The red taillights from the cars up ahead blurred together to form a single long and wavy neon light that danced before Tom’s eyes. Tom found his way into the center lane of a wide three-lane road. Cars were on every side of him. He could no longer see the road’s white-painted dividing lines. He didn’t know Lange was behind him until he felt another bump, this one hard enough to snap his head forward. The Taurus fishtailed several times, but Tom managed to straighten it out.

Tom pulled his car hard to the right. Glass broke and metal crunched as he plowed into the side of a car he didn’t see traveling beside him at the same rate of speed. The Taurus’s side mirror snapped free with a loud crack. Tom’s body shook violently from side to side, and he heard tires screeching and car horns blasting at him from all directions. He looked left and saw that Lange had pulled parallel to him in the adjacent lane. Tom jerked the steering wheel hard to the left and applied just enough brake to keep the Taurus from spinning 180 degrees around.

Sweat poured out his body and soaked his loose-fitting T-shirt. It stung at his eyes, making his already impaired vision even worse.

“Are you buckled?” Tom said aloud. He kept the pressure on the accelerator at a constant, while his hands held the steering wheel on a straight-ahead course. What little vision he had left went completely dark. Tom felt his eyelids begin to descend, as if lead weights were pulling them closed. His mouth had gone even drier, if that were possible. He didn’t know if he could hold his head up any longer. He just needed to sleep… to close his eyes… for just a moment.

Wake up! Wake up!

Tom came to. His internal voice had been screaming at him. His vision returned slightly, just enough for him to see a ball of red light coming toward him. As it neared, the ball grew from a barely visible speck to a blinding red glow. He could see other balls of red. Cars, Tom managed to think. Stopped at a traffic light. No time to brake.

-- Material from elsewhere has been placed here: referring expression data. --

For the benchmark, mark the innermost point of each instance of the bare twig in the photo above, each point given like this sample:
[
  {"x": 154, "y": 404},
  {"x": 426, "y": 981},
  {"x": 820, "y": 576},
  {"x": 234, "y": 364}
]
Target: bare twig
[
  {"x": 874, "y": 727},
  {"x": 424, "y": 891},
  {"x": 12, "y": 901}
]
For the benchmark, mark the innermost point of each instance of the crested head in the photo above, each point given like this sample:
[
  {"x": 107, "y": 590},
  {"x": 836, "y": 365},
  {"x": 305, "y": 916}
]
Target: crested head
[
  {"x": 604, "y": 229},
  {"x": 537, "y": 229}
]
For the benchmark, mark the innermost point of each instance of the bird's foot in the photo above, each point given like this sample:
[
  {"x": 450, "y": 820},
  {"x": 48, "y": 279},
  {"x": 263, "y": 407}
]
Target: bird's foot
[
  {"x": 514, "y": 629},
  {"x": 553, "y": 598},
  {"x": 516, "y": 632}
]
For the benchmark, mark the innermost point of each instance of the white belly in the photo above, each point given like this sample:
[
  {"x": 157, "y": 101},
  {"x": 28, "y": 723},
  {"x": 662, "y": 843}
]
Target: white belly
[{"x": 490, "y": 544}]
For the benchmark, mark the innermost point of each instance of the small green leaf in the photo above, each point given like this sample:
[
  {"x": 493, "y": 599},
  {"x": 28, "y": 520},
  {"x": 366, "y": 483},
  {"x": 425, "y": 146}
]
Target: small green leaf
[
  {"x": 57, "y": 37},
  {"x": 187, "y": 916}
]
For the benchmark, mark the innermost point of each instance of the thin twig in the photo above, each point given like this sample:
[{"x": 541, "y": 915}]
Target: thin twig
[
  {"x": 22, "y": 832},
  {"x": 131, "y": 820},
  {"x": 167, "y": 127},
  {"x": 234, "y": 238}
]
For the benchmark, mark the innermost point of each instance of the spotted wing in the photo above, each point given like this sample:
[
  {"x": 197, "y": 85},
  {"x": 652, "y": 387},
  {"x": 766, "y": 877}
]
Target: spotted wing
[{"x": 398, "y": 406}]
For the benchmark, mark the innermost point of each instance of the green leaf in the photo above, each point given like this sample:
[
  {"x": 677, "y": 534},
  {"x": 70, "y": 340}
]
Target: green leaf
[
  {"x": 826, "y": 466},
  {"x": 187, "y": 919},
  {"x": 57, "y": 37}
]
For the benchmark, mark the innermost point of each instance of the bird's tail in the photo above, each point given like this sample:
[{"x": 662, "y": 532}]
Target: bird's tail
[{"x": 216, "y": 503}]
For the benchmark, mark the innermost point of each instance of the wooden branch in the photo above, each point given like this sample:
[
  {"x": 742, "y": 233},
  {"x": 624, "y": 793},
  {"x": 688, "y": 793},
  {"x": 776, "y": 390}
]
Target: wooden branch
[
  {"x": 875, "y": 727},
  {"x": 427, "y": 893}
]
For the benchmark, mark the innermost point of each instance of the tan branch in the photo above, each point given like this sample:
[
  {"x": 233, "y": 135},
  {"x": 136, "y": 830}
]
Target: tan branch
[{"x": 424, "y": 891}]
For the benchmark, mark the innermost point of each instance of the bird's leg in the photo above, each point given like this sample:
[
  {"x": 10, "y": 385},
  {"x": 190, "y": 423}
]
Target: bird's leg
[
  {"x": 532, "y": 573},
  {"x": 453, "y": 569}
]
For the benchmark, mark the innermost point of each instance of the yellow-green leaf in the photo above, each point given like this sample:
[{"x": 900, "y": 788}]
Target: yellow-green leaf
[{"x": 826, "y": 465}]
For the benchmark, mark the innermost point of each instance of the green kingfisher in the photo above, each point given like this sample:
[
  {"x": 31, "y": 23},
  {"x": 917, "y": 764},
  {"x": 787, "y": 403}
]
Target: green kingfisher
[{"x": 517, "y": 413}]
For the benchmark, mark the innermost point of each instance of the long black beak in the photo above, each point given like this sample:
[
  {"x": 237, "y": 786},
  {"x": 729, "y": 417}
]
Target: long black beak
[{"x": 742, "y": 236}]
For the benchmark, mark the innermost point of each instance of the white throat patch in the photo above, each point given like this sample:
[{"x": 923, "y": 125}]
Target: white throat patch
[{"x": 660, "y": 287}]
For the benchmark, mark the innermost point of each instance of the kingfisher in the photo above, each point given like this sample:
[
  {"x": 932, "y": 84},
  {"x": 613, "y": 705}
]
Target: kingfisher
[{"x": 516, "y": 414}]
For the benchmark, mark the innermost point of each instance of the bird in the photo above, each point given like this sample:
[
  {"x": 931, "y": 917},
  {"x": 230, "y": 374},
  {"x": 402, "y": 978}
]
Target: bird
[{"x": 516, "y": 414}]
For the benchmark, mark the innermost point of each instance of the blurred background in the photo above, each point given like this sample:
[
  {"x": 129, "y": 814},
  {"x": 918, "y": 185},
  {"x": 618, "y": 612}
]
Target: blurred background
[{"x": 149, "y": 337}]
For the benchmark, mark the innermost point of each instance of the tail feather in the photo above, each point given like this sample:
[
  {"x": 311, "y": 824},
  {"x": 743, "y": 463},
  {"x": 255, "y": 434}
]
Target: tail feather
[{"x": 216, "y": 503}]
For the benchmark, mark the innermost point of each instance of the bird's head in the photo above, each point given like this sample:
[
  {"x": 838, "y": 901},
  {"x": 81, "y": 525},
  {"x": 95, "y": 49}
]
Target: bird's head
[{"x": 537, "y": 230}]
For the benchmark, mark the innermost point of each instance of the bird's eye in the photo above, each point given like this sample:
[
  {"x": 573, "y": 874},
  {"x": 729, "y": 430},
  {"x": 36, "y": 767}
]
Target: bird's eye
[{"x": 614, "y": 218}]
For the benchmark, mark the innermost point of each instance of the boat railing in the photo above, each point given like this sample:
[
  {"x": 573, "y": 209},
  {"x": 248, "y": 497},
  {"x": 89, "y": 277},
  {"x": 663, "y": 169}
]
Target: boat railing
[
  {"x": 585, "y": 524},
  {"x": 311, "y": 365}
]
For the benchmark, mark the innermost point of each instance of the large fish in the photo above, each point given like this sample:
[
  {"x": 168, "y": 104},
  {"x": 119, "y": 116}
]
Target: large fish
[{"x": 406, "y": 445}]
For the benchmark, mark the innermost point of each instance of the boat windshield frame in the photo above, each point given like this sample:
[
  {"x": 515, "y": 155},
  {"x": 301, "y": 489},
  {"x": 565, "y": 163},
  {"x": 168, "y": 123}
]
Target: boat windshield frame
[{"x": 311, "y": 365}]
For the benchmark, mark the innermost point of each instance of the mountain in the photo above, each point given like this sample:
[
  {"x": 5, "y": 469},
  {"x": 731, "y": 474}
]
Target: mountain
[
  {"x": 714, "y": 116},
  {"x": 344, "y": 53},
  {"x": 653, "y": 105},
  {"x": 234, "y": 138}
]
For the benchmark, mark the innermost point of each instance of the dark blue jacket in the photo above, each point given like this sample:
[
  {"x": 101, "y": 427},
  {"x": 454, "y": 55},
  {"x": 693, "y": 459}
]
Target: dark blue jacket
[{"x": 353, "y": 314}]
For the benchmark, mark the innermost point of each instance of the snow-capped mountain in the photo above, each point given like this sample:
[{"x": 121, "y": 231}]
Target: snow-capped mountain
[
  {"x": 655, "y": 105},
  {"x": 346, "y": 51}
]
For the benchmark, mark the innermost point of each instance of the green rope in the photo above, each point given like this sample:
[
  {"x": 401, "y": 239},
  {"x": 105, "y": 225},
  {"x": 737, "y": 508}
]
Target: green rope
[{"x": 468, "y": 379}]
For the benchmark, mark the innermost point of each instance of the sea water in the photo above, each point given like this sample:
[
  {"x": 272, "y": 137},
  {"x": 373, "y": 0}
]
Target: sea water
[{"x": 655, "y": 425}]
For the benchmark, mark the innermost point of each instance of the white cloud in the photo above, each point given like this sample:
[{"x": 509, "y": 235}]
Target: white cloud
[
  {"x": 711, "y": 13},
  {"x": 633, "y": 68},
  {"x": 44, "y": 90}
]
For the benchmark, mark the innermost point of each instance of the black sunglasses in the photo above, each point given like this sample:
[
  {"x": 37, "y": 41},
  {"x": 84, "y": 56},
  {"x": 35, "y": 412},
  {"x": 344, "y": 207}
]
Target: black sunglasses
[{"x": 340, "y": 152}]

Tom turned the wheel and punched the gas pedal to the floor. The car lurched forward with a force that made his stomach drop and his body go tense. He felt a violent jolt, and his whole body shook when Lange’s car slammed into the side of the Taurus. Their cars locked together.

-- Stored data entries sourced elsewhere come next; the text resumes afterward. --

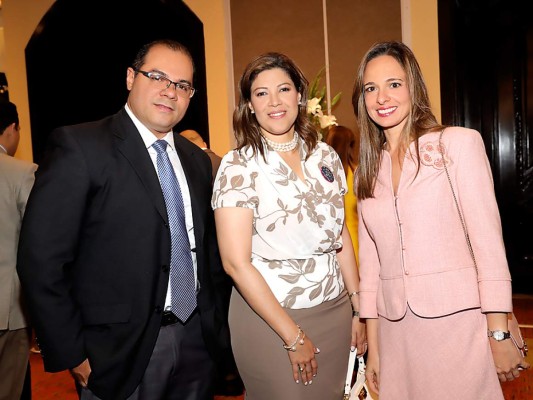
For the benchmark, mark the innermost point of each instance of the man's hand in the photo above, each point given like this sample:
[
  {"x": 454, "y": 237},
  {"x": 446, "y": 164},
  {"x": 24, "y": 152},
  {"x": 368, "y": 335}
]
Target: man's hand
[{"x": 81, "y": 373}]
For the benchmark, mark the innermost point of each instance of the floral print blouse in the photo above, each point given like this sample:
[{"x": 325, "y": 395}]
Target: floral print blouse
[{"x": 296, "y": 225}]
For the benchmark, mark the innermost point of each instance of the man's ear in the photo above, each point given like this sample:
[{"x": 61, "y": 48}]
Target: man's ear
[{"x": 130, "y": 77}]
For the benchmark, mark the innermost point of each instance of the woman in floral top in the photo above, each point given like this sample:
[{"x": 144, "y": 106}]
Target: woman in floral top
[
  {"x": 432, "y": 316},
  {"x": 279, "y": 210}
]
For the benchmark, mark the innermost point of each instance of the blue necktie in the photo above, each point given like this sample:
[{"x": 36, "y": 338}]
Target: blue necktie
[{"x": 181, "y": 268}]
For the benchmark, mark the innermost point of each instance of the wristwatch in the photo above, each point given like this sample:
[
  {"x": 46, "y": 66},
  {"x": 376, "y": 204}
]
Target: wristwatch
[{"x": 499, "y": 335}]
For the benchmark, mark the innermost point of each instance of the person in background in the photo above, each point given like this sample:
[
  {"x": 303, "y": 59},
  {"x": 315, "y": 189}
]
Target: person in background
[
  {"x": 437, "y": 327},
  {"x": 344, "y": 142},
  {"x": 195, "y": 137},
  {"x": 118, "y": 251},
  {"x": 279, "y": 211},
  {"x": 16, "y": 181},
  {"x": 230, "y": 384}
]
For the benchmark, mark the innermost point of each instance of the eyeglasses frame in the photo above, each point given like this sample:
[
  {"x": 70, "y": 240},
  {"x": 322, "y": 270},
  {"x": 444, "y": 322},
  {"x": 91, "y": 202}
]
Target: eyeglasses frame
[{"x": 169, "y": 82}]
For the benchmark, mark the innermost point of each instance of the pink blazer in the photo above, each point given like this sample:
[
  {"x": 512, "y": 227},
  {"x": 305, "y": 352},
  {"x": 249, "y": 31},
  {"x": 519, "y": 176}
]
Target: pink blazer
[{"x": 412, "y": 249}]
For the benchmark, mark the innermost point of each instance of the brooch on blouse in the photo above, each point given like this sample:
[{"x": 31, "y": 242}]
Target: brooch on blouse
[
  {"x": 327, "y": 174},
  {"x": 431, "y": 155}
]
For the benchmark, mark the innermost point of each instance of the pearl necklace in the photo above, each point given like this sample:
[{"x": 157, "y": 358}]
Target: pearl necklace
[{"x": 283, "y": 147}]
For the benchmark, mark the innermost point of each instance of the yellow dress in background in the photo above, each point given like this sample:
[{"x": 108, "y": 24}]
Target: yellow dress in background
[{"x": 350, "y": 207}]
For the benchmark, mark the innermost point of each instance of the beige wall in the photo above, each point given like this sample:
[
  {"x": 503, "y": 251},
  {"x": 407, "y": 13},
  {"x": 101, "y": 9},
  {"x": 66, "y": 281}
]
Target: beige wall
[
  {"x": 218, "y": 58},
  {"x": 293, "y": 27},
  {"x": 420, "y": 32}
]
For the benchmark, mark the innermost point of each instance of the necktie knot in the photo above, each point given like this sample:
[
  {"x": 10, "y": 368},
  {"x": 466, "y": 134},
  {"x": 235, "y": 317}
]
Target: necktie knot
[{"x": 160, "y": 146}]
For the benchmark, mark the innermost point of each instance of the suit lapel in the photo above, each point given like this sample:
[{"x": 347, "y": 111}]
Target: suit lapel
[
  {"x": 131, "y": 146},
  {"x": 190, "y": 168}
]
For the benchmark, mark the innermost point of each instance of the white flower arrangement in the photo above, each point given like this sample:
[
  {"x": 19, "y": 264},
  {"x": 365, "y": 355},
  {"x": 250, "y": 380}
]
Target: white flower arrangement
[{"x": 316, "y": 104}]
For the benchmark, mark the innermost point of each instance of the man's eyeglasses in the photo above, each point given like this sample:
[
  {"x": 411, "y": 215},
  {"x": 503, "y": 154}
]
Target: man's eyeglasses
[{"x": 183, "y": 89}]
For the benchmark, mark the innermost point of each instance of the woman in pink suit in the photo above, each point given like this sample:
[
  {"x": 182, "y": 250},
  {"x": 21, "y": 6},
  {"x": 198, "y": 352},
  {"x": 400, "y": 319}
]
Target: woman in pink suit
[{"x": 436, "y": 325}]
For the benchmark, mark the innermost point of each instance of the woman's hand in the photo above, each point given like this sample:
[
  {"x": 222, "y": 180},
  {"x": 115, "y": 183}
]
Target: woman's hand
[
  {"x": 358, "y": 336},
  {"x": 507, "y": 359},
  {"x": 372, "y": 371},
  {"x": 303, "y": 361}
]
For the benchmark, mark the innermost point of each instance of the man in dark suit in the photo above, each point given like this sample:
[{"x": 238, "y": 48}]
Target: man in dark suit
[
  {"x": 98, "y": 250},
  {"x": 16, "y": 180}
]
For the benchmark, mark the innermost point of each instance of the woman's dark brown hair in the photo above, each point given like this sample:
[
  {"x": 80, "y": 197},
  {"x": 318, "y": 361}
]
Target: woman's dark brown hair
[{"x": 245, "y": 125}]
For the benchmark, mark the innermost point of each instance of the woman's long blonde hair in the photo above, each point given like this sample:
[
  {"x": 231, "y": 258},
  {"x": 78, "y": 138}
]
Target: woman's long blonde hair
[{"x": 419, "y": 121}]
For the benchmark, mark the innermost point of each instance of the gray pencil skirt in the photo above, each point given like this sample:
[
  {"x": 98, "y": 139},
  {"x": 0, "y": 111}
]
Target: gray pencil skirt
[{"x": 264, "y": 365}]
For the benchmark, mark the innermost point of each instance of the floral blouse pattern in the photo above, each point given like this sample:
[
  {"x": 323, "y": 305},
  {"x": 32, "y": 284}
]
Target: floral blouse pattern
[{"x": 296, "y": 225}]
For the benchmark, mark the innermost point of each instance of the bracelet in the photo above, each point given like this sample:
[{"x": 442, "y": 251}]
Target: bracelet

Tom bit his tongue until blood began to seep into his mouth. The shock was just enough to counter the drugs. His vision cleared slightly. He was in the center lane, with Lange’s car pressed up against his door.

Tom saw the opening he needed.

He saw a light post, too.

His escape.

He jerked the wheel and broke away from Lange’s car. He pushed against the gas pedal as far as it would go. He kept the car on a diagonal trajectory as it rocketed forward. Lange pursued Tom from behind.

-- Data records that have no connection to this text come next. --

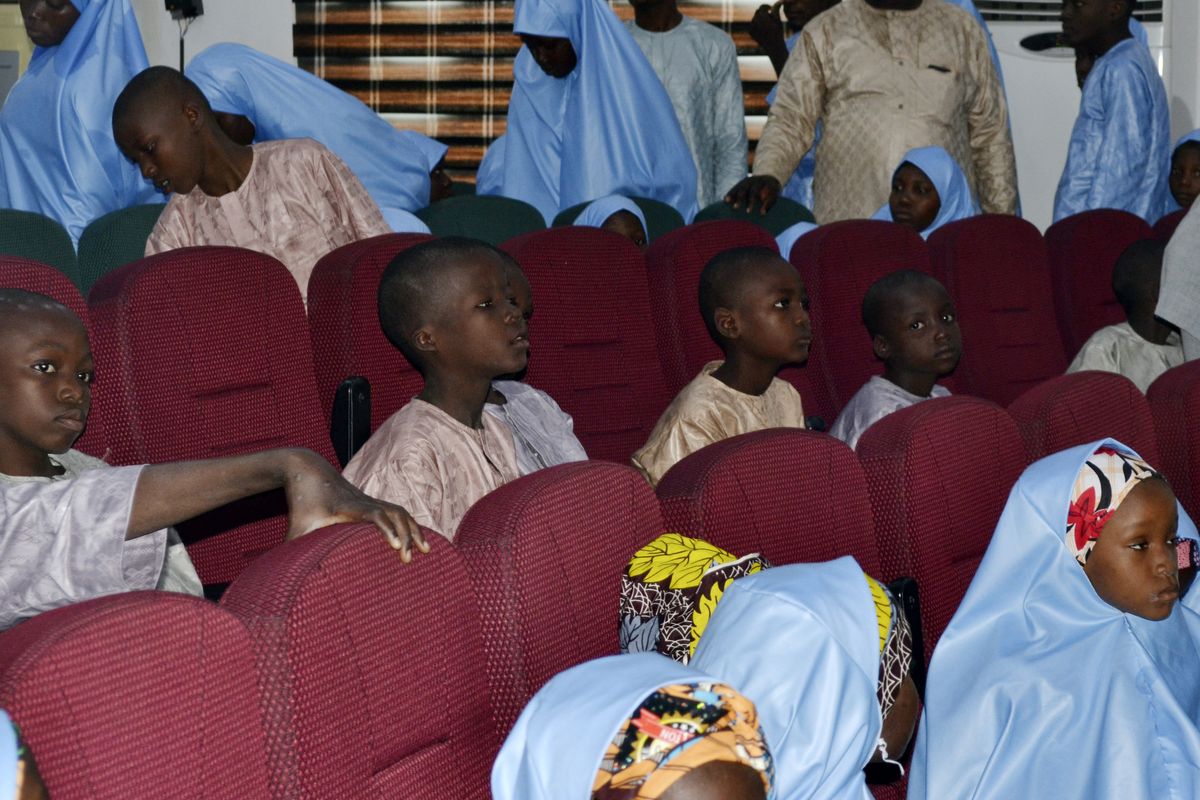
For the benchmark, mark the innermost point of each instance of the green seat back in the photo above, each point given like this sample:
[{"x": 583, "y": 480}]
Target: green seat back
[
  {"x": 660, "y": 217},
  {"x": 781, "y": 216},
  {"x": 114, "y": 240},
  {"x": 490, "y": 217},
  {"x": 31, "y": 235}
]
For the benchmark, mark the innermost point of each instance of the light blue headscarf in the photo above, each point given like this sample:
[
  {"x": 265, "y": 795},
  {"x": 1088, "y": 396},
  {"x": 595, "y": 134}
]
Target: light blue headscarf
[
  {"x": 949, "y": 181},
  {"x": 606, "y": 128},
  {"x": 58, "y": 156},
  {"x": 802, "y": 642},
  {"x": 286, "y": 102},
  {"x": 598, "y": 211},
  {"x": 1039, "y": 689}
]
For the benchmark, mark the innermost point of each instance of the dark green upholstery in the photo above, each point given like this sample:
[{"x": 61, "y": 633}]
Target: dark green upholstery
[
  {"x": 114, "y": 240},
  {"x": 660, "y": 217},
  {"x": 489, "y": 217},
  {"x": 781, "y": 216},
  {"x": 37, "y": 238}
]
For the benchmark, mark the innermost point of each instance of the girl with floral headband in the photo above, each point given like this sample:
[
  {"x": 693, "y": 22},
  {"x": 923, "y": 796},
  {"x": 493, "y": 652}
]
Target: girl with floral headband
[
  {"x": 1072, "y": 668},
  {"x": 635, "y": 727}
]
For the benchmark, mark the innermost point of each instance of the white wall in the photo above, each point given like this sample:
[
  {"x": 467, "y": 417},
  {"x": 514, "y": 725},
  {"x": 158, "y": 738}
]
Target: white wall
[{"x": 262, "y": 24}]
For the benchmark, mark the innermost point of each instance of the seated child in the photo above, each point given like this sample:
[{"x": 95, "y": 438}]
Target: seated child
[
  {"x": 825, "y": 653},
  {"x": 928, "y": 191},
  {"x": 449, "y": 306},
  {"x": 291, "y": 198},
  {"x": 618, "y": 215},
  {"x": 1185, "y": 176},
  {"x": 1069, "y": 669},
  {"x": 1143, "y": 347},
  {"x": 72, "y": 528},
  {"x": 635, "y": 727},
  {"x": 915, "y": 331},
  {"x": 755, "y": 307},
  {"x": 541, "y": 431}
]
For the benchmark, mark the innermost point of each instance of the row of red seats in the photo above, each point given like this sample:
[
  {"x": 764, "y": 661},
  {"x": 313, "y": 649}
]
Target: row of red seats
[{"x": 331, "y": 671}]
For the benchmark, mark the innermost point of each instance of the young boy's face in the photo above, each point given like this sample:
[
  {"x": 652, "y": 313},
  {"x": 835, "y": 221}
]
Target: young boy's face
[
  {"x": 46, "y": 371},
  {"x": 1133, "y": 566},
  {"x": 921, "y": 332},
  {"x": 913, "y": 200},
  {"x": 773, "y": 314},
  {"x": 1185, "y": 179}
]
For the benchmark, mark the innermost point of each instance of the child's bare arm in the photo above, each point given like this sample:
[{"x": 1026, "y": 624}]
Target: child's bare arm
[{"x": 317, "y": 495}]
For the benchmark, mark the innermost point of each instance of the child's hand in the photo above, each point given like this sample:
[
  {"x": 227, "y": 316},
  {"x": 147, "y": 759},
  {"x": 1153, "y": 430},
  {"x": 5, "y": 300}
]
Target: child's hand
[{"x": 319, "y": 497}]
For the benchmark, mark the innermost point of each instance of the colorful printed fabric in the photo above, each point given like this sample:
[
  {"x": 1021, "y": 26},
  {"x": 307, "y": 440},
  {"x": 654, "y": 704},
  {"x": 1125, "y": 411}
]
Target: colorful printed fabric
[
  {"x": 676, "y": 729},
  {"x": 1103, "y": 482},
  {"x": 670, "y": 589}
]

Tom threaded the Taurus between two cars and, having seen the light post through the gap, spun the wheel to avoid a direct hit. He counted on Lange not having seen what he maneuvered to avoid. The side of Tom’s car scraped against a light post cemented into the sidewalk. He glanced over his left shoulder, just in time to see Lange’s vehicle slam into that very same post without slowing. Lange’s car folded in on itself as the stone post crushed metal and glass.

Tom’s car hadn’t stopped moving, as he hoped it would. Instead, it listed hard to its side, two wheels lifting off the ground. Then it flipped over onto its roof. The car began to slide down an embankment. Tom was knocked unconscious. Otherwise, he would have been screaming.